Bottomline: This article describes the efficacy of a diagnostic stewardship intervention that provided aggregate audit and feedback of preoperative urine culture orders to three surgical subspecialty teams at four VA hospitals.

This was a quasi-experimental prospective pre/post pilot study comparing number of urine cultures obtained pre-intervention (January-December 2022) to post-intervention (January-October 2023). Specifically, the intervention examined percent of pre-operative urine cultures obtained in asymptomatic patients by three subspecialty surgical teams (Neurosurgery, Orthopedic Surgery, Vascular Surgery). The study was conducted in four VA sites, two of whom had ongoing urine culture diagnostic stewardship interventions, but which were unrelated to pre-operative urine culture sampling specifically. Patient cases were included if there was a urine culture obtained within 30 days of surgery in the absence of signs or symptoms of infection.

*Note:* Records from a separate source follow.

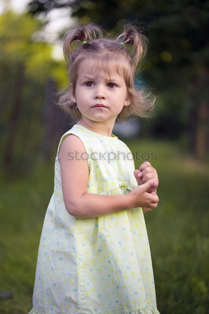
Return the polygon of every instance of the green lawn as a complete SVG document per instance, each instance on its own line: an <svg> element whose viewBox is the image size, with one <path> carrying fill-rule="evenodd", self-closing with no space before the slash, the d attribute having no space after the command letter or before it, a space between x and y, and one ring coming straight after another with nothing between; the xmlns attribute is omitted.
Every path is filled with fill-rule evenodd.
<svg viewBox="0 0 209 314"><path fill-rule="evenodd" d="M145 218L161 314L209 313L209 167L176 145L129 141L132 151L158 153L157 209ZM143 161L135 161L136 167ZM1 314L27 314L32 306L43 222L53 192L54 162L26 177L4 180L0 200ZM2 178L2 180L3 178ZM10 296L9 295L9 296Z"/></svg>

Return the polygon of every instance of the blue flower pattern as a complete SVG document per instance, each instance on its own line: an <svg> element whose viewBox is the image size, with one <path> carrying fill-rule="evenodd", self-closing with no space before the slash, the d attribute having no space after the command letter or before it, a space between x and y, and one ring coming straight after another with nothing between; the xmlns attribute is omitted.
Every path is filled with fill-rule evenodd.
<svg viewBox="0 0 209 314"><path fill-rule="evenodd" d="M116 137L77 125L62 136L58 151L71 133L80 138L89 155L117 155L118 151L130 156L129 149ZM137 186L132 160L88 160L88 192L124 195ZM98 218L71 216L64 202L58 160L39 251L33 306L31 314L159 314L141 208Z"/></svg>

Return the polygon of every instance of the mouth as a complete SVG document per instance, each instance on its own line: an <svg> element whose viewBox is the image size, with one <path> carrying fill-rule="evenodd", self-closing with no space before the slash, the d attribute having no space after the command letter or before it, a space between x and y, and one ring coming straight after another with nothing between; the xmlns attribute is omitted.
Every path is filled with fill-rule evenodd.
<svg viewBox="0 0 209 314"><path fill-rule="evenodd" d="M104 106L102 104L96 104L94 106L92 106L93 108L107 108L107 107Z"/></svg>

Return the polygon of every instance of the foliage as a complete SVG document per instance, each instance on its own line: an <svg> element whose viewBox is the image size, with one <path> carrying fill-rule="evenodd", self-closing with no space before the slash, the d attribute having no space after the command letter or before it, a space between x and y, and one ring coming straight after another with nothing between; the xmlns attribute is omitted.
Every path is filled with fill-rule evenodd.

Feedback was provided to each surgical subspecialty at each VA site. Each site had a co-investigator as a site champion. Feedback was provided to each surgical team in aggregate and was individualized based on the preferences of that team. In addition to information about urine culture ordering, the groups were also provided summarized evidence against the standard acquisition of pre-operative urine cultures and instead offered alternative infection prevention strategies.

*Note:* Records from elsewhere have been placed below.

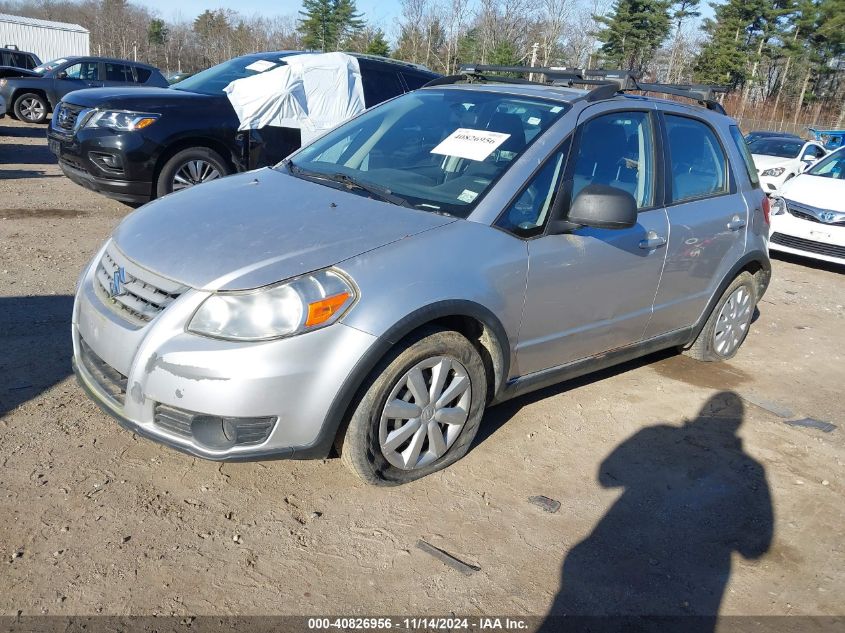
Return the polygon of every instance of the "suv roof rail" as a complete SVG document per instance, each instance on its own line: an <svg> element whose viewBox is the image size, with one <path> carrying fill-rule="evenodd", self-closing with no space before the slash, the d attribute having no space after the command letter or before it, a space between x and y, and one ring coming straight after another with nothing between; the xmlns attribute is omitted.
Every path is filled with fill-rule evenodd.
<svg viewBox="0 0 845 633"><path fill-rule="evenodd" d="M495 66L489 64L463 64L457 75L441 77L431 85L444 85L458 81L499 81L503 83L537 83L553 86L596 86L585 95L587 101L604 101L620 92L635 90L657 94L684 97L698 102L708 110L726 114L722 104L716 101L717 93L726 93L725 86L709 84L661 84L641 82L639 73L629 70L607 70L603 68L583 69L556 66ZM489 76L482 73L516 73L545 75L546 81L529 81L515 77Z"/></svg>

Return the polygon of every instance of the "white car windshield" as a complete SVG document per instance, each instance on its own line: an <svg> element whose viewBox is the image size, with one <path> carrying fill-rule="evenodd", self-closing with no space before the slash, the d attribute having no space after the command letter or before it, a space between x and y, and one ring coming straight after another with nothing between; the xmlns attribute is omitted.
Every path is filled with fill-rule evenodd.
<svg viewBox="0 0 845 633"><path fill-rule="evenodd" d="M845 180L845 149L840 149L827 158L823 158L804 173L810 176Z"/></svg>
<svg viewBox="0 0 845 633"><path fill-rule="evenodd" d="M466 217L568 108L495 92L421 90L368 110L283 166L329 186Z"/></svg>
<svg viewBox="0 0 845 633"><path fill-rule="evenodd" d="M758 138L748 144L752 154L777 156L779 158L795 158L801 153L804 141L792 141L785 138Z"/></svg>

There were a total of 5,508 eligible surgeries during the study period, 952 of which had pre-operative urine cultures obtained. Rates of urine culture acquisition varied drastically from site to site and subspecialty to subspecialty. For example, pre-intervention, the Neurosurgery teams ordered pre-operative urine cultures somewhere between 1%-79% of the time depending on the specific VA site. In total, prior to the intervention 20.7% of surgeries had a pre-operative urine culture while post-intervention, this dropped to 12.9%, a statistically significant decline. Two of the VA sites had a statistically significant drop in urine culture orders. Interesting, one of the sites had a non-statistically significant 14% increase in urine culture acquisition. Of the three subspecialties, Orthopedic Surgery had the greatest decline in ordering pre-operative urine cultures across all four sites.

This study was limited by no clinical outcomes data. Additionally, it is interesting that one of the sites had a non-statistically significant increase in urine culture ordering, although mediated almost exclusively by one surgical team. Overall, this study did show that audit and feedback provided at an aggregate division level in surgical subspecialties may be a successful diagnostic stewardship intervention in the right setting.

Reference:

Parmasad V, Gupta K, O’Brien WJ, Drekonja D, Lira GJB, O’Neil S, Amundson C, Sikandar S, Morgan A, Strymish J, Chan J, Brown ME, Schweizer ML. An education with audit and targeted feedback intervention to de-implement preoperative surgical urine cultures: a multi-center quasi-experimental study. Infect Control Hosp Epidemiol. 2026 Jun 5:1-4. doi: 10.1017/ice.2026.10470. Epub ahead of print. PMID: 42244210.